Ringkas Saja
Saya kadang menulis agak panjang. Saya sadar bahwa kegairahan orang kita dalam membaca masih biasa saja. Bahkan, saya sendiri tidak rajin-rajin amat membaca. Tapi, tetap saja saya menulis kepanjangan.
Saat Koran Tempo mengubah formatnya menjadi ringkas (compact) pada Mei 2005, saya sangat tertarik. Memang, gaya ringkas ini sedang tren saat itu di Eropa. Surat kabar seperti The Independent, The Times, dan The Scotsman terbitan Inggris, sudah beralih ke format tabloid itu.
Di pengantar redaksinya, Koran Tempo menjelaskan bahwa penulisan gaya ringkas dimaksudkan agar pembaca cepat dan mudah mengakses berita. Disebut cepat karena berita ditulis pendek dengan tetap memuat prinsip dasar 5W1H. Dibilang mudah karena ukuran kertasnya setengah dari koran biasa sehingga pembaca nyaman memegangnya sambil duduk di warkop atau angkutan kota. Tambahan lagi, penulisan suatu berita tidak bersambung ke halaman lain, semua tuntas pada satu halaman. Mulai Juli 2017 ini, mengikuti tren masa kini, Koran Tempo akan memperkuat lini koran digitalnya dengan tetap berpegang pada filosofi cepat dan mudah tadi.
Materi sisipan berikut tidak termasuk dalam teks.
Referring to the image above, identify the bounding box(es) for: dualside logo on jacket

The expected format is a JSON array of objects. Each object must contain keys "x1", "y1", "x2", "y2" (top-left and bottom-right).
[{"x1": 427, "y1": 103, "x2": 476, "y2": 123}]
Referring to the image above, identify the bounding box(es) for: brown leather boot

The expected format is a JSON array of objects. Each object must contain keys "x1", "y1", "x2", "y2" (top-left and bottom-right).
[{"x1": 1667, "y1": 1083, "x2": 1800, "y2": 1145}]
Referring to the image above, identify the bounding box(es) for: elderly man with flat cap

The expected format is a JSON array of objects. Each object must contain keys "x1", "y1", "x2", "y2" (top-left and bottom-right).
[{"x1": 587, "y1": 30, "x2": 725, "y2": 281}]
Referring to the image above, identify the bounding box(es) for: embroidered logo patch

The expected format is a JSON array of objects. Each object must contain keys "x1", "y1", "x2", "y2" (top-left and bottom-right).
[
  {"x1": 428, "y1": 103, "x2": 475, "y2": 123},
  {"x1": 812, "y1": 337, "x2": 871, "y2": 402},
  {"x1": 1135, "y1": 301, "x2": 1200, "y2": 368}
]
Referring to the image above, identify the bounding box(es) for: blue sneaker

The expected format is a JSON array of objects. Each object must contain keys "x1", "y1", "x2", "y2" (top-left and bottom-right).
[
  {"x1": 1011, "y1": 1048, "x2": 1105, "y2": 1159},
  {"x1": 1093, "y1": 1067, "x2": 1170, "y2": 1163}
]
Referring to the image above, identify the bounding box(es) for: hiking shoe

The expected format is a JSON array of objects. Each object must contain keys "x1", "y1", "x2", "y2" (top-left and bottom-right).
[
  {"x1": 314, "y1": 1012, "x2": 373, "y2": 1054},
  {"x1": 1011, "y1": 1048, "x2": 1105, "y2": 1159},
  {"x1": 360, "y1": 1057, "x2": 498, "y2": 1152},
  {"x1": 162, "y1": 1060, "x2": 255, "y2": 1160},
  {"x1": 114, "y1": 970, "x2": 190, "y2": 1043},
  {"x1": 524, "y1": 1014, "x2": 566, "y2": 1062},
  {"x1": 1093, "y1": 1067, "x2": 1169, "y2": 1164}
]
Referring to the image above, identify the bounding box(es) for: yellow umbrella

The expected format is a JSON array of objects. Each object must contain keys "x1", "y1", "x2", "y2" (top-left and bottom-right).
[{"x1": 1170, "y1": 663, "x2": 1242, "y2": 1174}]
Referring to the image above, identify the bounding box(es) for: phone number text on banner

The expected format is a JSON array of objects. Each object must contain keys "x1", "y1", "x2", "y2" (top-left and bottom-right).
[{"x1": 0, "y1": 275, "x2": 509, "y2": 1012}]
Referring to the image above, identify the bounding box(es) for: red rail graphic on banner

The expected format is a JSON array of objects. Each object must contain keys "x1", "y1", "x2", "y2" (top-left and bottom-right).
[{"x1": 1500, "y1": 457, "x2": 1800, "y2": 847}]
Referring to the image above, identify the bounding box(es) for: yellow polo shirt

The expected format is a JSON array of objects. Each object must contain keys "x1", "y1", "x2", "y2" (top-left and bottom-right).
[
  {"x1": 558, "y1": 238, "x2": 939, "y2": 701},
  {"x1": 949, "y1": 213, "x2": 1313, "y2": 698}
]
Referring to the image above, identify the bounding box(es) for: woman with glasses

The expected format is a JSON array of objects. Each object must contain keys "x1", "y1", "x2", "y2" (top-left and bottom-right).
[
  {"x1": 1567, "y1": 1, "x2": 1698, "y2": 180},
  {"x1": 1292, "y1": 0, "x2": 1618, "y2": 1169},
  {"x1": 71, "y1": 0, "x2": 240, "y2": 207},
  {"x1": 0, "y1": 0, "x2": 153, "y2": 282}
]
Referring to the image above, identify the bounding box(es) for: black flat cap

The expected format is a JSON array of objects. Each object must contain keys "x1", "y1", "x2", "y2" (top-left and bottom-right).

Sebenarnya, semangat menulis ringkas saya dapatkan jauh sebelum 2005, yakni saat saya di Jogja. Di kota pelajar ini, saya berkenalan dengan Teuku Jacob, mantan Rektor UGM. Beliau gemar menulis. Alat yang dipakai untuk menulis adalah mesin ketik biasa. Nah, tiap-tiap kata yang diketik benar-benar dipilihnya. Tak hayal, takkan ada kata yang mubazir dalam tulisannya. Menurut seorang teman, kebiasaan memakai mesin ketik tetap beliau lakoni walau komputer sudah memasyarakat. Mungkin, ada sensasi tersendiri mengetik dan mendengarkan tombol-tombol analog itu. Boleh jadi, nada-nadanya memberi inspirasi bagi ahli ragawi ini.
Saat saya mencoba mempraktekkan filosofi Teuku Jacob dalam mengetik, tak terasa tulisan saya menciut panjangnya. Maka, siapa saja yang menemukan skripsi saya di relung-relung Perpustakaan Geografi UGM, mungkin itulah skripsi tertipis yang ia lihat dalam hidupnya.
Di era digital ini, publikasi tulisan semakin mudah. Untuk mengetik pun cukup dengan ponsel di tangan. Saya khawatir, dengan kemudahan itu tulisan yang beredar juga akan semakin panjang. Lihat saja di Twitter. Kemunculan 'kultwit' adalah semangat menulis panjang yang justru melawan semangat cuitan 140 huruf yang diperkenalkan Twitter. Lelah hayati kita membacanya.
Biarpun demikian, teruslah menulis (status, komentar, opini, jurnal ilmiah, buku, dsb.) walau mungkin hanya kita sendiri yang membacanya.
Karena sudah kepanjangan, saya padai saja, ya.